Luhut Ingin Kebut Pengesahan Omnibus Law Cipta Kerja, Kejar Investasi dari China

JAKARTA - Menteri Koordinator Bidang Kemaritiman dan Investasi Luhut Binsar Pandjaitan mengatakan pemerintah memiliki strategi untuk meningkatkan investasi di tengah pandemi COVID-19. Salah satunya, dengan pengesahan Omnibus Law RUU Cipta Kerja.

Menurut Luhut, Omnibus Law menjadi kunci untuk memudahkan investasi masuk. Utamanya, ujar Luhut, dalam hal penyederhanaan perizinan hingga kawasan ekonomi khusus.

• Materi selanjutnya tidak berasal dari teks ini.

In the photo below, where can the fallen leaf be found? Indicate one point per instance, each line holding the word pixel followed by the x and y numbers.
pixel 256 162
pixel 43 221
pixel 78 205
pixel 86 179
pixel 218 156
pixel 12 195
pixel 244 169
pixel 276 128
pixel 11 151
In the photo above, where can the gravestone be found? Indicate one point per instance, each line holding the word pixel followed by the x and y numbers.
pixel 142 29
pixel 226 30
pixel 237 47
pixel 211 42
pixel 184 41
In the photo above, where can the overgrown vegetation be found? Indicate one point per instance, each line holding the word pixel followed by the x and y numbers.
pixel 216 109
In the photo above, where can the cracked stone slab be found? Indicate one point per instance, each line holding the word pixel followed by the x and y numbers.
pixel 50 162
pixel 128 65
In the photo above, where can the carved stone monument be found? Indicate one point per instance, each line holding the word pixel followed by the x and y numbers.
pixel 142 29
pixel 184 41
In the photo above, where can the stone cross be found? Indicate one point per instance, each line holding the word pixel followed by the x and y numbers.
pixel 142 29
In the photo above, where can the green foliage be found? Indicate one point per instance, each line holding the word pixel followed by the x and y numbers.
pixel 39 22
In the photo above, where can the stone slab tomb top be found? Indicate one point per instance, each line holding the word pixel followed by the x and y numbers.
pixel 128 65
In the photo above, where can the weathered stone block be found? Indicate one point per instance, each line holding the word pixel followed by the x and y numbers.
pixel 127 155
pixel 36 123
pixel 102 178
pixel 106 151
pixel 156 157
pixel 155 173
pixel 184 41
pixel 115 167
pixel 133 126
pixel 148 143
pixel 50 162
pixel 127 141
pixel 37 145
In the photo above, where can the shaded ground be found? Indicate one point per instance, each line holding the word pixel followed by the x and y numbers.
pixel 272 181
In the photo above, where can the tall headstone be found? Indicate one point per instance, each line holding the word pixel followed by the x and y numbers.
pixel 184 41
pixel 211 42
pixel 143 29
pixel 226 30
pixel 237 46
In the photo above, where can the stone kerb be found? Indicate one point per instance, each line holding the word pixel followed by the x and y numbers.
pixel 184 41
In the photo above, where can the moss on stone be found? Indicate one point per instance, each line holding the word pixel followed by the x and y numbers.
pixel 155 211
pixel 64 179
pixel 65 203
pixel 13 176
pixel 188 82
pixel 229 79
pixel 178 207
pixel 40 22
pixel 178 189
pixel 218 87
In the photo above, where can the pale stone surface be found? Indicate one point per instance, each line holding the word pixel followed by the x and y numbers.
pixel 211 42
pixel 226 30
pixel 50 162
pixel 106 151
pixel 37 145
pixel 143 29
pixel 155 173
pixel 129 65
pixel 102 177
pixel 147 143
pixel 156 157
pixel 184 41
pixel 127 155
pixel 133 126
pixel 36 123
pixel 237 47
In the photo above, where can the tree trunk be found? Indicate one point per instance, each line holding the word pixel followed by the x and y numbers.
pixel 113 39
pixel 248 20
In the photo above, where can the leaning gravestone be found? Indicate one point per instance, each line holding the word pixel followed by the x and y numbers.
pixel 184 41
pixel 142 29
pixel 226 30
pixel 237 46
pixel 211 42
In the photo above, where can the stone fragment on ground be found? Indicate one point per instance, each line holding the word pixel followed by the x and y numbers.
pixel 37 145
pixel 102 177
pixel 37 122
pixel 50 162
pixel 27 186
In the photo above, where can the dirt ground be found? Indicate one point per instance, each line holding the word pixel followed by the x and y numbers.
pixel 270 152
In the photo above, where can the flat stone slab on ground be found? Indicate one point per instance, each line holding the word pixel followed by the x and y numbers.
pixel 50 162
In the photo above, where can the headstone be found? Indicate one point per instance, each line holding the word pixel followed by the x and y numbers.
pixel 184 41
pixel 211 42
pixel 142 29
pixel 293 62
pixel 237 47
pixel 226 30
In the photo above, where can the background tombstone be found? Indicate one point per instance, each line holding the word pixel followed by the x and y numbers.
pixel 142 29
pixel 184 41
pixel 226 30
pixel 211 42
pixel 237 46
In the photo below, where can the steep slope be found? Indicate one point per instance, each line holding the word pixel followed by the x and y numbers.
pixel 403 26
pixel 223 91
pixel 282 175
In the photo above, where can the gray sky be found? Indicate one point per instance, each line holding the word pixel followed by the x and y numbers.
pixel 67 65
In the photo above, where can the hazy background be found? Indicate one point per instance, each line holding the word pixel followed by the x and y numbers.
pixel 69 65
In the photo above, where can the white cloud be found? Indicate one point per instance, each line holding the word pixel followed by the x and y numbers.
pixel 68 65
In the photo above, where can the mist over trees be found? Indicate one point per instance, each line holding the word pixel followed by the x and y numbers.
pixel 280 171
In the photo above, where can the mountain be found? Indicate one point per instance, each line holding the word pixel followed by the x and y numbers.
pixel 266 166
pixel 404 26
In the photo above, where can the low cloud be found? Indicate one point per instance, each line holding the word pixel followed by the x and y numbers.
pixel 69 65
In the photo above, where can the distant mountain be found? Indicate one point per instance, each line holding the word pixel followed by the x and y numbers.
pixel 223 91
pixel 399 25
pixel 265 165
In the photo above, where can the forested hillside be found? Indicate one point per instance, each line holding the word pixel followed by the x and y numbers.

"Kami dorong pengesahan Omnibus Law dan mendukung kalangan bisnis dan masyarakat yang terkena dampak COVID-19," katanya, dalam keterangan tertulis yang diterima VOI, Jumat, 2 Oktober.

Luhut mengatakan, strategi lain yang dimiliki pemerintah untuk mendongkrak masuknya penanaman modal adalah perbaikan infrastruktur. Ia pun memastikan pemerintah terus berfokus mengembangkan sektor tersebut.

Lebih lanjut, Luhut mengatakan, pandemi COVID-19 yang melanda dunia, termasuk Indonesia tidak hanya menyebabkan tingginya angka kematian. Tetapi, juga berdampak buruk pada sektor perekonomian.

"Pandemi menyebabkan daya beli masyarakat menurun sehingga memengaruhi konsumsi," tuturnya.

Kondisi buruk yang disebabkan oleh pandemi, kata Luhut, mengharuskan pemerintah untuk meningkatkan pertumbuhan ekonomi dari pengeluaran pemerintah dan penambahan investasi. Saat ini, sejumlah negara tercatat telah berinvestasi di Indonesia dalam jumlah signifikan. Negara tersebut yaitu China, Uni Emirat Arab, Arab Saudi, Afrika, hingga beberapa negara barat.

Bahkan, kata Luhut, pada 12 Januari, pemerintah telah mendatangani nota kesepahaman sebesar 22,8 miliar dolar AS dengan Uni Emirat Arab. Detil kerja sama tersebut antara lain, lanjutnya adalah untuk pengembangan energi berkelanjutan, membagi visi mengenai pertumbuhan hijau sebagai cara untuk mentransformasi ketahanan energi menjadi enerhi berkelanjutan serta mendukung nilai asli Islam dalam mendorong toleransi serta beberapa lainnya.

"Perusahaan Penanam Modal Asing (PMA) dari negara Islam pada tahun 2019 didominasi oleh Uni Emirat Arab sebesar 69,7 persen," katanya.

Terbaru, Indonesia dengan perusahaan Uni Emirat Arab juga bekerja sama untuk memproduksi vaksin COVID-19.

"Mereka UEA berkomitmen untuk menyediakan 10 juta dosis untuk Indonesia dan melakukan kerja sama yang lebih luas untuk produksi farmasi di pasar Timur Tengah, Afrika dan beberapa negara lainnya," tuturnya.

Sementara itu, Dubes RI untuk Abu Dhabi Husin Bagis mengatakan, hambatan sejumlah negara untuk membenamkan investasi di Indonesia menyangkut persoalan kesepakatan clean and clear.

Husin berujar, ada 57 negara yang mayoritasnya Islam tapi hanya beberapa negara Islam yang kaya. Seperti Arab Saudi yang bisa memproduksi minyak 12 juta barel, Abu Dhabi 14 juta barel. Negara-negara kaya itu, katanya, akan berinvestasi di negara-negara yang mudah birokrasinya dan menarik.

"Mereka kurang tertarik untuk menanamkan modalnya ke Indonesia karena kita enggak punya project yang bisa nawarin kesepakatan yang clean and clear," tuturnya.